Connell Waldron is me, and I, unfortunately, was him in university. The book follows Connell from high school to Trinity College in Dublin, alongside his long-time situationship, Marianne Sheridan, as they traverse every embarrassing aspect of adulthood—for better or for worse—together. Connell, who was the star-studded high school athlete, suddenly finds himself without meaning as he walks quietly through his college classes in sour distaste for everyone around him. Marianne, as his better half at the worst of times, opposingly and finally finds her stride in college, stepping out of the depressive and anxious mental health spiral she (through no fault of her own) spent the past few years suffering alone in. 


It’s a tale as old as time. A smart girl suddenly gets pretty, and a jock boy learns empathy. However, Sally Rooney has an unbelievable way of taking these character tropes and ripping them apart in a revolutionary and refreshing way. Connell is a villain in his own story, and Marianne can’t escape the chains she was swaddled in. The story follows these two as they try to bury themselves in each other, in the competitive, insatiable craving to reinvent themselves, and in the understanding that everyone else around them kind of sucks. But maybe that’s the whole point. Maybe everyone is just as miserable and maybe that makes it not so bad in the end. 


Set in university, this tale of romance and self-discovery is tinged with the aftertaste of soured desire so invigorating and addicting you can’t help but place yourself somewhere alongside the characters on the page. Whether it be a desire for connection or a sense of self, Rooney captures the existentialism of post-secondary perfectly. 


It captures the feeling of watching your life pass you by while you stand watching, not knowing if you should run to catch up with it or if it was ever yours in the first place. College and university are a nauseating experience for some of us. It’s never how you thought it would be: love, sex, money, friends, politics, peace within yourself—everything becomes unfamiliar. 


Everything except the pieces of yourself you will inevitably find in these characters. 


For better or for worse, I found solace in knowing someone else had felt what I was feeling, strong enough to create an entire series depicting it in high definition.
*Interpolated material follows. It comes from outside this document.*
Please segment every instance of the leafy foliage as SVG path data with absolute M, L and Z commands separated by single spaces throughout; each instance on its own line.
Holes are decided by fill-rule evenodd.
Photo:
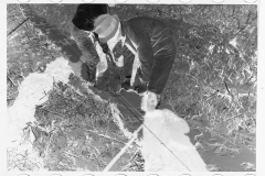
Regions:
M 56 26 L 66 37 L 71 37 L 71 19 L 77 4 L 31 4 L 31 8 L 40 16 L 46 19 L 50 24 Z M 206 144 L 220 155 L 236 154 L 240 147 L 247 146 L 255 152 L 256 133 L 256 79 L 257 79 L 257 7 L 256 6 L 176 6 L 176 4 L 116 4 L 110 8 L 110 13 L 117 13 L 121 20 L 146 15 L 167 22 L 174 31 L 178 55 L 176 57 L 171 75 L 162 94 L 172 109 L 184 118 L 192 129 L 198 129 L 201 136 L 209 133 L 214 139 L 221 139 L 222 143 L 209 141 L 195 141 Z M 8 4 L 8 26 L 10 33 L 26 18 L 21 12 L 19 4 Z M 73 40 L 70 38 L 73 42 Z M 31 21 L 26 21 L 8 36 L 8 102 L 14 100 L 19 82 L 32 72 L 42 72 L 45 64 L 61 55 L 61 50 L 54 41 L 50 41 L 47 34 L 36 29 Z M 91 42 L 86 42 L 86 48 L 81 48 L 82 54 L 93 61 L 98 61 Z M 95 63 L 88 63 L 88 68 L 95 74 Z M 106 77 L 105 77 L 106 78 Z M 91 79 L 95 79 L 94 76 Z M 119 82 L 118 77 L 107 77 L 112 82 Z M 105 81 L 105 79 L 104 79 Z M 78 81 L 75 81 L 76 84 Z M 106 128 L 109 111 L 103 110 L 106 105 L 97 105 L 95 100 L 78 97 L 67 89 L 61 91 L 64 85 L 53 91 L 50 102 L 46 105 L 50 111 L 62 110 L 59 113 L 67 116 L 71 124 L 76 124 L 83 119 L 89 119 L 94 130 Z M 70 94 L 71 92 L 71 94 Z M 65 99 L 64 96 L 70 96 Z M 73 99 L 75 98 L 75 99 Z M 89 101 L 89 103 L 84 103 Z M 75 103 L 74 103 L 75 102 Z M 86 105 L 91 105 L 87 109 Z M 54 107 L 53 107 L 54 106 Z M 54 109 L 57 107 L 57 109 Z M 107 107 L 107 106 L 106 106 Z M 99 108 L 99 109 L 98 109 Z M 102 109 L 100 109 L 102 108 Z M 71 111 L 72 110 L 72 111 Z M 94 111 L 92 111 L 94 110 Z M 93 112 L 93 113 L 92 113 Z M 95 112 L 95 113 L 94 113 Z M 77 116 L 78 114 L 78 116 Z M 49 113 L 51 116 L 51 113 Z M 49 117 L 43 109 L 39 109 L 36 118 L 40 121 L 55 120 L 59 127 L 65 125 L 62 118 L 54 114 Z M 47 119 L 43 119 L 43 118 Z M 73 118 L 74 117 L 74 118 Z M 91 118 L 93 117 L 93 118 Z M 100 117 L 100 118 L 98 118 Z M 50 119 L 49 119 L 50 118 Z M 100 120 L 99 120 L 100 119 Z M 94 120 L 94 121 L 93 121 Z M 88 123 L 86 123 L 88 124 Z M 85 121 L 82 124 L 85 127 Z M 51 124 L 44 124 L 51 127 Z M 70 133 L 71 127 L 63 130 Z M 68 130 L 68 131 L 67 131 Z M 36 129 L 38 131 L 38 129 Z M 76 130 L 78 131 L 78 130 Z M 61 167 L 47 162 L 50 169 L 77 169 L 68 154 L 81 154 L 84 157 L 92 156 L 91 148 L 82 148 L 84 135 L 77 140 L 67 139 L 61 131 L 46 136 L 39 130 L 40 151 L 49 140 L 55 151 L 56 139 L 62 143 L 76 146 L 76 151 L 67 151 L 60 158 L 52 157 L 53 146 L 49 146 L 51 160 L 54 163 L 64 163 Z M 114 134 L 114 133 L 113 133 Z M 82 141 L 83 138 L 83 141 Z M 78 141 L 80 140 L 80 141 Z M 91 139 L 92 141 L 96 139 Z M 219 140 L 220 141 L 220 140 Z M 87 141 L 86 141 L 87 142 Z M 117 146 L 107 144 L 100 150 L 102 158 L 110 157 L 116 153 Z M 106 142 L 106 143 L 105 143 Z M 47 146 L 47 145 L 46 145 Z M 200 145 L 202 148 L 202 145 Z M 63 147 L 65 148 L 65 147 Z M 70 150 L 70 148 L 67 148 Z M 92 150 L 93 151 L 93 150 Z M 109 152 L 112 151 L 112 152 Z M 136 150 L 137 151 L 137 150 Z M 42 151 L 43 152 L 43 151 Z M 82 153 L 83 152 L 83 153 Z M 43 155 L 44 156 L 44 155 Z M 47 155 L 45 155 L 47 156 Z M 59 156 L 59 155 L 57 155 Z M 59 160 L 59 161 L 56 161 Z M 96 158 L 95 158 L 96 160 Z M 130 163 L 124 169 L 142 170 L 141 157 L 137 165 Z M 106 161 L 99 161 L 104 164 Z M 137 163 L 137 162 L 136 162 Z M 94 163 L 96 164 L 96 163 Z M 250 163 L 242 164 L 246 170 L 254 170 Z M 57 165 L 56 165 L 57 166 Z M 136 167 L 135 167 L 136 166 Z M 98 167 L 99 168 L 99 167 Z M 210 170 L 221 170 L 215 165 L 209 165 Z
From the page to the screen, university for me felt like a poorly written chapter in the Sally Rooney universe, and honestly, I think I’m better off because of it.


I find myself at the end of this review feeling that no matter what I write, the power of Rooney’s work—the life she breathes into characters on the page—will always be somewhat of an injustice. Normal People is the one book I wish, more than anything, I could go back to and read again for the first time. The complicated strings that bind every one of her characters together—whether involuntary or not—struck a new spark in me as someone who, much like the two stumbling protagonists, had no idea why I ended up anywhere and even less what to do with the life handed to me. From class inequality spelled out on the page to the urge to prove your womanhood in an extreme fashion, Normal People depicts, better than any other piece of fiction I’ve ever read, what college is really about and the people we bring with us in life.


For better or for worse, at times. 


“All these years, they’ve been like two little plants sharing the same plot of soil, growing around one another, contorting to make room, taking certain unlikely positions.”